Pre-existing conditions. Chronic hypertension, diabetes, obesity, and heart disease all raise the stakes during pregnancy. These conditions are becoming more common among women of childbearing age, which is one reason maternal complication rates haven’t declined as quickly as they should given advances in medicine.
Where You Give Birth Matters
For low-risk pregnancies, planned home births are associated with fewer medical interventions like episiotomies and cesarean sections. However, they also carry roughly twice the risk of perinatal death (1 to 2 per 1,000 births) and three times the risk of neonatal seizures compared with planned hospital births. The absolute numbers remain small, but the relative difference is meaningful.
For first-time mothers planning a home birth, 23% to 37% end up needing a transfer to a hospital during labor. For women who have given birth before, that number drops to 4% to 9%. Certain situations raise the stakes dramatically: home birth of a baby in breech position carries an intrapartum death rate of 13.5 per 1,000, far higher than the hospital baseline.

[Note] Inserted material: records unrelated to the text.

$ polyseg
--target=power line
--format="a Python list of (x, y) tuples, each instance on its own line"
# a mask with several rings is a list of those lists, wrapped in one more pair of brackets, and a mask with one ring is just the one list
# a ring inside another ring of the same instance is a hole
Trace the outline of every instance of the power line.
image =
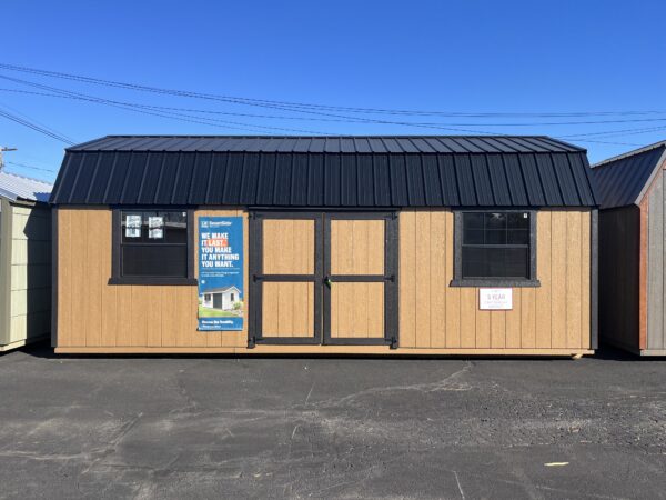
[[(117, 87), (130, 90), (141, 90), (147, 92), (157, 92), (157, 93), (169, 93), (181, 97), (195, 97), (202, 99), (213, 99), (221, 100), (224, 102), (233, 102), (233, 103), (242, 103), (248, 106), (261, 106), (261, 107), (282, 107), (289, 108), (295, 112), (304, 112), (303, 110), (339, 110), (345, 112), (357, 112), (357, 113), (371, 113), (371, 114), (413, 114), (413, 116), (445, 116), (445, 117), (467, 117), (467, 118), (486, 118), (486, 117), (591, 117), (591, 116), (637, 116), (637, 114), (665, 114), (666, 111), (659, 110), (646, 110), (646, 111), (584, 111), (584, 112), (566, 112), (566, 113), (554, 113), (554, 112), (535, 112), (535, 113), (526, 113), (526, 112), (451, 112), (451, 111), (417, 111), (417, 110), (397, 110), (397, 109), (383, 109), (383, 108), (360, 108), (360, 107), (341, 107), (341, 106), (326, 106), (326, 104), (312, 104), (312, 103), (303, 103), (303, 102), (292, 102), (292, 101), (279, 101), (279, 100), (268, 100), (268, 99), (253, 99), (253, 98), (244, 98), (244, 97), (235, 97), (235, 96), (224, 96), (224, 94), (213, 94), (213, 93), (202, 93), (202, 92), (193, 92), (186, 90), (178, 90), (178, 89), (164, 89), (159, 87), (151, 86), (142, 86), (135, 83), (127, 83), (113, 80), (104, 80), (100, 78), (84, 77), (79, 74), (65, 73), (60, 71), (48, 71), (40, 70), (36, 68), (28, 68), (16, 64), (7, 64), (0, 63), (0, 68), (39, 74), (43, 77), (50, 78), (60, 78), (74, 80), (85, 83), (93, 83), (107, 87)], [(278, 108), (276, 108), (278, 109)]]
[(20, 163), (18, 161), (6, 161), (6, 163), (8, 164), (13, 164), (14, 167), (21, 167), (23, 169), (30, 169), (30, 170), (40, 170), (42, 172), (49, 172), (49, 173), (58, 173), (57, 170), (50, 170), (50, 169), (41, 169), (39, 167), (32, 167), (30, 164), (26, 164), (26, 163)]
[[(50, 86), (44, 86), (41, 83), (36, 83), (36, 82), (30, 82), (27, 80), (21, 80), (21, 79), (17, 79), (17, 78), (11, 78), (11, 77), (7, 77), (7, 76), (0, 76), (0, 78), (7, 79), (7, 80), (11, 80), (11, 81), (16, 81), (22, 84), (27, 84), (27, 86), (31, 86), (31, 87), (36, 87), (36, 88), (41, 88), (41, 89), (48, 89), (51, 91), (56, 91), (59, 93), (64, 93), (68, 96), (78, 96), (78, 97), (85, 97), (87, 100), (92, 99), (95, 102), (102, 102), (102, 103), (107, 103), (109, 106), (113, 106), (113, 107), (141, 107), (141, 108), (147, 108), (145, 104), (134, 104), (134, 103), (127, 103), (127, 102), (121, 102), (121, 101), (112, 101), (109, 99), (103, 99), (103, 98), (97, 98), (97, 97), (90, 97), (80, 92), (72, 92), (69, 90), (63, 90), (63, 89), (58, 89), (56, 87), (50, 87)], [(287, 110), (286, 108), (276, 108), (276, 107), (272, 107), (275, 109), (283, 109), (283, 110)], [(129, 109), (129, 108), (128, 108)], [(141, 112), (141, 111), (140, 111)], [(488, 131), (481, 131), (481, 130), (471, 130), (471, 129), (461, 129), (461, 128), (453, 128), (453, 127), (441, 127), (438, 124), (426, 124), (426, 123), (414, 123), (414, 122), (405, 122), (405, 121), (389, 121), (389, 120), (379, 120), (379, 119), (370, 119), (370, 118), (351, 118), (351, 117), (346, 117), (346, 116), (341, 116), (341, 114), (332, 114), (332, 113), (322, 113), (322, 112), (311, 112), (311, 111), (304, 111), (304, 112), (309, 112), (312, 114), (320, 114), (320, 116), (326, 116), (326, 117), (334, 117), (334, 118), (342, 118), (343, 120), (340, 120), (341, 122), (345, 122), (345, 123), (350, 123), (350, 122), (354, 122), (354, 123), (380, 123), (380, 124), (397, 124), (397, 126), (410, 126), (410, 127), (418, 127), (418, 128), (426, 128), (426, 129), (437, 129), (437, 130), (446, 130), (446, 131), (455, 131), (455, 132), (468, 132), (468, 133), (484, 133), (484, 134), (497, 134), (497, 132), (488, 132)], [(155, 113), (149, 113), (149, 114), (155, 114)], [(169, 114), (175, 114), (175, 116), (181, 116), (181, 117), (189, 117), (189, 118), (196, 118), (199, 120), (202, 120), (201, 117), (191, 117), (191, 116), (183, 116), (180, 113), (169, 113)], [(160, 114), (155, 114), (155, 116), (160, 116)], [(222, 120), (212, 120), (212, 119), (203, 119), (203, 120), (209, 120), (209, 121), (222, 121)], [(186, 120), (186, 121), (192, 121), (192, 120)], [(196, 122), (196, 121), (194, 121)], [(233, 122), (231, 122), (233, 123)], [(204, 124), (210, 124), (210, 123), (204, 123)], [(305, 132), (305, 133), (316, 133), (316, 134), (321, 134), (324, 132), (313, 132), (313, 131), (305, 131), (305, 130), (300, 130), (300, 129), (284, 129), (284, 128), (278, 128), (278, 127), (265, 127), (265, 126), (254, 126), (254, 124), (248, 124), (248, 123), (242, 123), (245, 127), (254, 127), (254, 128), (266, 128), (266, 129), (278, 129), (278, 130), (287, 130), (287, 131), (295, 131), (295, 132)]]
[[(0, 88), (0, 91), (19, 92), (19, 93), (51, 97), (51, 98), (59, 98), (59, 99), (77, 99), (77, 100), (84, 100), (84, 101), (91, 101), (91, 102), (102, 102), (103, 101), (107, 103), (114, 103), (114, 104), (119, 104), (119, 106), (135, 107), (135, 108), (142, 108), (142, 109), (185, 111), (185, 112), (204, 113), (204, 114), (224, 114), (224, 116), (236, 116), (236, 117), (246, 117), (246, 118), (264, 118), (264, 119), (268, 118), (268, 119), (278, 119), (278, 120), (305, 120), (305, 121), (322, 121), (322, 122), (337, 122), (337, 123), (367, 123), (367, 121), (365, 119), (357, 119), (357, 118), (351, 118), (351, 119), (330, 119), (329, 118), (329, 119), (326, 119), (326, 118), (311, 118), (311, 117), (290, 117), (290, 116), (284, 116), (284, 114), (275, 116), (275, 114), (239, 113), (239, 112), (216, 111), (216, 110), (208, 110), (208, 109), (193, 109), (193, 108), (181, 108), (181, 107), (170, 107), (170, 106), (142, 104), (142, 103), (137, 103), (137, 102), (117, 101), (117, 100), (109, 100), (109, 99), (104, 99), (104, 98), (98, 98), (98, 97), (84, 94), (81, 92), (72, 92), (72, 91), (59, 89), (59, 88), (51, 87), (51, 86), (31, 82), (28, 80), (7, 77), (3, 74), (0, 74), (0, 78), (10, 80), (10, 81), (13, 81), (17, 83), (26, 84), (26, 86), (31, 86), (31, 87), (41, 88), (41, 89), (48, 89), (53, 92), (60, 92), (60, 93), (34, 92), (34, 91), (29, 91), (29, 90), (7, 89), (7, 88)], [(186, 117), (186, 116), (183, 116), (183, 117)], [(194, 118), (194, 117), (192, 117), (192, 118)], [(211, 119), (206, 119), (206, 120), (211, 120)], [(222, 121), (222, 120), (212, 120), (212, 121), (220, 121), (223, 123), (236, 123), (238, 124), (238, 122), (230, 122), (230, 121)], [(568, 122), (448, 123), (448, 124), (466, 126), (466, 127), (538, 127), (538, 126), (630, 123), (630, 122), (646, 122), (646, 121), (647, 122), (665, 121), (666, 122), (666, 118), (636, 119), (636, 120), (568, 121)], [(428, 127), (428, 128), (437, 127), (438, 124), (441, 124), (440, 122), (386, 122), (386, 123), (410, 124), (410, 126), (414, 126), (414, 127)], [(248, 127), (262, 127), (262, 128), (265, 127), (265, 126), (254, 126), (252, 123), (245, 123), (245, 124)], [(270, 127), (265, 127), (265, 128), (270, 128)], [(300, 130), (300, 129), (285, 129), (285, 128), (275, 128), (275, 129), (286, 130), (286, 131), (299, 131), (299, 132), (306, 132), (306, 133), (323, 133), (323, 132), (305, 131), (305, 130)], [(660, 129), (628, 129), (628, 130), (629, 131), (634, 131), (634, 130), (646, 130), (647, 131), (647, 130), (660, 130)], [(493, 132), (484, 132), (484, 133), (493, 133)], [(562, 136), (562, 137), (594, 136), (597, 133), (605, 134), (605, 133), (612, 133), (612, 131), (594, 132), (594, 133), (576, 133), (576, 134)]]
[(42, 133), (44, 136), (48, 136), (48, 137), (50, 137), (52, 139), (56, 139), (58, 141), (64, 142), (64, 143), (67, 143), (69, 146), (73, 146), (74, 144), (73, 141), (71, 141), (71, 140), (69, 140), (69, 139), (60, 136), (59, 133), (52, 132), (50, 130), (47, 130), (43, 127), (40, 127), (39, 124), (32, 123), (31, 121), (22, 119), (20, 117), (17, 117), (16, 114), (12, 114), (12, 113), (10, 113), (8, 111), (3, 111), (3, 110), (0, 109), (0, 117), (7, 118), (8, 120), (11, 120), (11, 121), (13, 121), (16, 123), (22, 124), (23, 127), (28, 127), (29, 129), (32, 129), (32, 130), (34, 130), (37, 132), (40, 132), (40, 133)]
[(40, 93), (40, 92), (33, 92), (33, 93), (39, 93), (42, 96), (78, 99), (78, 100), (83, 100), (83, 101), (89, 101), (89, 102), (97, 102), (97, 103), (110, 106), (113, 108), (125, 109), (129, 111), (140, 112), (143, 114), (151, 114), (154, 117), (176, 119), (176, 120), (186, 121), (190, 123), (200, 123), (200, 124), (208, 124), (208, 126), (213, 126), (213, 127), (222, 127), (222, 126), (215, 124), (215, 123), (224, 123), (225, 126), (222, 128), (225, 128), (225, 129), (243, 130), (243, 131), (250, 130), (253, 132), (264, 132), (265, 130), (271, 130), (271, 131), (279, 130), (279, 131), (283, 131), (283, 132), (284, 131), (300, 132), (300, 133), (311, 133), (311, 134), (317, 134), (317, 136), (324, 133), (321, 131), (313, 131), (313, 130), (293, 129), (293, 128), (285, 128), (285, 127), (259, 126), (259, 124), (254, 124), (254, 123), (244, 123), (244, 122), (238, 122), (238, 121), (219, 120), (219, 119), (213, 119), (213, 118), (203, 118), (203, 117), (196, 117), (196, 116), (183, 114), (183, 113), (176, 113), (176, 112), (170, 112), (170, 111), (159, 111), (158, 112), (155, 110), (161, 110), (161, 109), (169, 110), (169, 109), (179, 109), (179, 108), (154, 107), (154, 106), (150, 106), (150, 104), (139, 104), (139, 103), (132, 103), (132, 102), (115, 101), (115, 100), (111, 100), (111, 99), (84, 94), (81, 92), (73, 92), (70, 90), (59, 89), (59, 88), (51, 87), (51, 86), (44, 86), (41, 83), (28, 81), (28, 80), (21, 80), (18, 78), (11, 78), (11, 77), (1, 76), (1, 74), (0, 74), (0, 78), (11, 80), (11, 81), (14, 81), (14, 82), (21, 83), (21, 84), (26, 84), (26, 86), (30, 86), (30, 87), (34, 87), (34, 88), (39, 88), (39, 89), (50, 90), (52, 92), (58, 92), (57, 94), (44, 94), (44, 93)]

Most Deaths Are Preventable
Perhaps the most important statistic in this entire discussion: more than 80% of pregnancy-related deaths in the U.S. are classified as preventable by the CDC. That means reasonable changes at some level, whether in the care a patient receives, how quickly a hospital responds to warning signs, or how well a woman can access follow-up care, could have altered the outcome.
This figure reveals that the danger of childbirth in a modern setting is less about the biology of birth itself and more about gaps in the systems surrounding it. Delayed recognition of warning signs, inadequate postpartum monitoring, and barriers to prenatal care are the kinds of failures that turn manageable complications into tragedies. For most healthy women with access to quality care, childbirth is a safe process. The risk is real but small, and most of what does go wrong is, at least in principle, fixable.